Mistakes in business today are costly and potentially disastrous. Guessing is not an option. Organizations require better data stewardship in light of increased regulatory scrutiny, market volatility, insatiable internal demand for answers to increasingly complex questions, and shareholder demand for better returns as well as greater traceability to financial results.

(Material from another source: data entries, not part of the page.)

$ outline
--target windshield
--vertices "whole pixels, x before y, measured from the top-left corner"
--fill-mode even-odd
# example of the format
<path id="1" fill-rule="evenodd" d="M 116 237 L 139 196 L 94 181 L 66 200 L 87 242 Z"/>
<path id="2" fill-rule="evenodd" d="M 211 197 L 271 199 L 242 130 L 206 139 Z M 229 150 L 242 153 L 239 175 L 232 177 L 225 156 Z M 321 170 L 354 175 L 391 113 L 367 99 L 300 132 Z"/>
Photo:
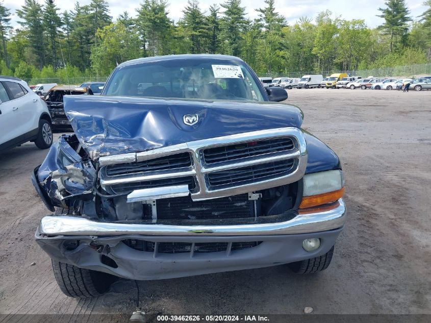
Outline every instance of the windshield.
<path id="1" fill-rule="evenodd" d="M 90 88 L 93 93 L 100 93 L 102 92 L 102 89 L 99 87 L 103 87 L 105 86 L 105 83 L 92 83 L 90 84 Z"/>
<path id="2" fill-rule="evenodd" d="M 237 64 L 200 59 L 126 65 L 114 72 L 104 94 L 263 101 L 255 79 L 244 65 Z"/>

Why is managing data a challenge?
Poor data management weakens an organization's ability to conduct business, effectively manage customers, deliver timely product services, and grow profitably. Worse, a lack of appropriate data controls has an impact on regulatory compliance, including Solvency, Basel, Anti-Money Laundering, and KYC. Data management issues can manifest themselves in a variety of ways, including:
• Uncertain data stewardship and accountability for mitigating system risks
• Data that is redundant, inaccurate, and spread across disparate data silos
• Misaligned initiatives due to uncoordinated funding
• Missed performance targets
• Inability to adapt to the accelerating rate of market and regulatory change
• Inappropriate utilization of technology to manage data across the enterprise
According to a recent independent survey, 36 percent of financial institutions surveyed assign responsibility for data to the IT department, while 16 percent admit that no specific responsibility for data ownership has been identified. Furthermore, according to a 2010 Data Governance Institute survey, only 29 percent of respondents calculate the monetary cost of poor data quality, and only 23 percent of successful programs have the following characteristics:
- A data governance mission statement;
- A clear and documented process for resolving disputes;
- Good policies for controlling access to business data;
- Effective logical models for key business data domains; and
- Either high-level business processes are defined or fully documented at multiple levels and available for data governance.